Gertrude Stein was born on this day in Allegheny City, PA in 1874. Happy Birthday Ms. Stein! I cite her in my tax class, stealing a line from my old professor Bernie Wolfman (alav hashalom). The definition of gross income in the tax code is very broad. E.g., if you find $50 on the street and you’re an honest taxpayer, you should include it in gross income. So Wolfman said Gertrude Stein wrote that Code Section and it says “Income is income is income.” The joke is based on Stein’s famous line: “A rose is a rose is a rose.” Hysterical, right? Tax humor. You should hear my material on depreciation deductions. You’ll plotz.

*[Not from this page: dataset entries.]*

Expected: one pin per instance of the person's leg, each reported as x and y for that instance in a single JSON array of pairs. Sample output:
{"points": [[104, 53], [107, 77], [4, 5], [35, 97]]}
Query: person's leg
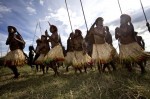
{"points": [[15, 71], [142, 67], [113, 65]]}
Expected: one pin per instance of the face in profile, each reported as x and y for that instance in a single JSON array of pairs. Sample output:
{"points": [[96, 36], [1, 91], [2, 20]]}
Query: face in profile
{"points": [[99, 23], [71, 35], [122, 21], [11, 30], [53, 29]]}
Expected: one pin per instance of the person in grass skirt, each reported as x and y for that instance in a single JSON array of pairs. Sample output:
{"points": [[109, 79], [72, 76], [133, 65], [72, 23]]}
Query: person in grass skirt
{"points": [[16, 55], [37, 53], [55, 55], [44, 49], [129, 51], [69, 53], [108, 39], [102, 52], [31, 56], [80, 56]]}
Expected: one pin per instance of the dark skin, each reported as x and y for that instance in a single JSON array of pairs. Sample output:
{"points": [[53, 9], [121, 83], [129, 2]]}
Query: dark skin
{"points": [[108, 37], [77, 45], [77, 42], [98, 32], [54, 39], [148, 26], [140, 41], [13, 40], [70, 43], [126, 35], [70, 46]]}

But enough about me. Stein moved to Paris in 1903 and met Alice B. Toklas, the love of her life. (The B is for Babette. I bet you’ve gone your whole life without knowing that.) They drove an ambulance in World War I. Of course, it wasn’t called World War I back then. Who knew? After the war, they maintained a salon attended by the cultural big shots of the age: Picasso, Fitzgerald, Hemingway, Pound, Matisse, and others.

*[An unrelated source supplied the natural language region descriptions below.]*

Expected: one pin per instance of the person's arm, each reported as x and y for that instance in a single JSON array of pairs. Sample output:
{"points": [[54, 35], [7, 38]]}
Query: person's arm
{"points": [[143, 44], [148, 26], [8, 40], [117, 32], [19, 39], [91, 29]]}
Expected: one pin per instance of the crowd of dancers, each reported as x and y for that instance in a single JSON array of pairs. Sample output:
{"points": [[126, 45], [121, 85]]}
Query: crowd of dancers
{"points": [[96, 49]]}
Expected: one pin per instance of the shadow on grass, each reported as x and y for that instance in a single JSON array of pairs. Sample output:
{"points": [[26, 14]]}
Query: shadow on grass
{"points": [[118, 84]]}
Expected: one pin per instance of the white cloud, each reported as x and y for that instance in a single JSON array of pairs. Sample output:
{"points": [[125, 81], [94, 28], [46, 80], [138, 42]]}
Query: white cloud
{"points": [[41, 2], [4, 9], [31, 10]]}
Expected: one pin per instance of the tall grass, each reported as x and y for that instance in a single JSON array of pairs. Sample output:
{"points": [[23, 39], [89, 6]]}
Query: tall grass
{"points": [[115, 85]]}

There is some “dark matter” in Stein’s history — collaborationist activity with the Vichy government during the Nazi occupation of France. Some have cited the difficult situation she was in by virtue of being Jewish. Owl Chatter is just going to tip-toe away from that for now.

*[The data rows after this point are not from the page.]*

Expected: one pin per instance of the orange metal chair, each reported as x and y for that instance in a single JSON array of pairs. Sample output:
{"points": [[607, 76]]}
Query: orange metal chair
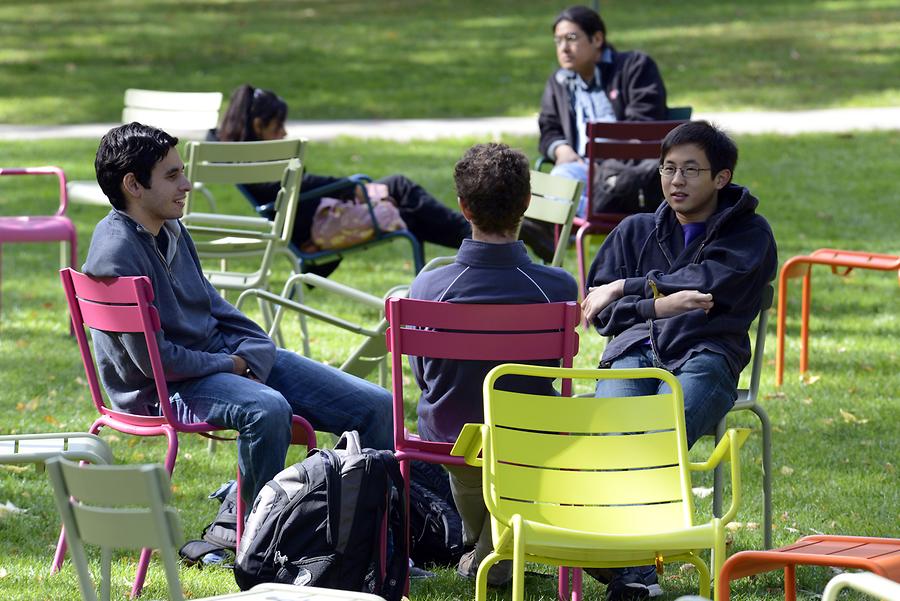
{"points": [[41, 228], [624, 140], [842, 262], [124, 305], [878, 555]]}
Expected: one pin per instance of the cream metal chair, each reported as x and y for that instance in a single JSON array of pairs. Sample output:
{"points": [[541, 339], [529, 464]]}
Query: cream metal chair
{"points": [[864, 582], [129, 507], [175, 112]]}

Stein’s writing style was abstract – the verbal equivalent of Cubism – so it was not easy to understand and her work did not sell well. The only book of hers that did sell was The Autobiography of Alice B. Toklas, which was actually her own autobiography written from the perspective of Toklas. Her other well-known line is about Oakland CA where she grew up: “There is no there there.” Just two weeks ago, Biden used that line to dismiss all the hoo-ha about the classified documents, and he didn’t credit Stein! WTF Joe! Stein may have just meant that her old home or neighborhood simply no longer exists, but the quote has grown to be a way of describing something that has no substance to it, akin to a “nothing-burger.” That was Biden’s meaning.

Stein died at the age of 72 from stomach cancer. Here she is, as painted by Picasso.


33D was “Broke up a band, say,” and the answer was WENT SOLO. But a whole bunch of folks said they liked WENT YOKO better. (Owl Chatter is one of them.) Ha! “The band was doing well, until the lead guitarist went Yoko.”

Yoko is 87 now and in poor health, wheelchair-bound. She is very close to her son Sean who is 44. Here she is, earlier in life.


To end on a sweet but sad note, we bid farewell to, and bang the drum slowly for, Clevelander John Adams, who died on Monday at 71. He worked at AT&T as a systems analyst and quality manager for 40 years, but we hail him today because he banged a bass drum in the bleachers at Indians games for close to 50 years — at over 3,700 home games.

He began playing the drums when he was nine. And on August 24, 1973, when he was 21, Adams asked for permission from the Indians to bring his drum to the game. It was granted but he was told not to disturb anyone. He only started beating it when a drunk fan challenged him to. Once he began, the crowd started clapping to his beat and he was credited with rattling the opposing pitcher. From that day on, until the pandemic and health issues quieted him, he was a fixture at Cleveland homes games. Owl Chatter is pleased to note it was in attendance at a handful of those games over the years.

At a home game in 2006, the team gave away bobblehead dolls modeled on Adams with a drum and moveable arms. In 2012, Great Lakes Brewing introduced Rally Drum Red Ale in his honor. And just last year, on the 49th anniversary of his first “performance,” he was inducted into the team’s Hall of Fame. A sculptor created a bronze replica of his drum and it was affixed to his bleacher bench and installed in the team’s Hall of Fame area behind center field.

“There’s nothing like being down at the ballpark,” he said. “Because it’s more than just the game.”

Amen to that, John Adams. Rest in peace.


Good night, everybody! See you tomorrow.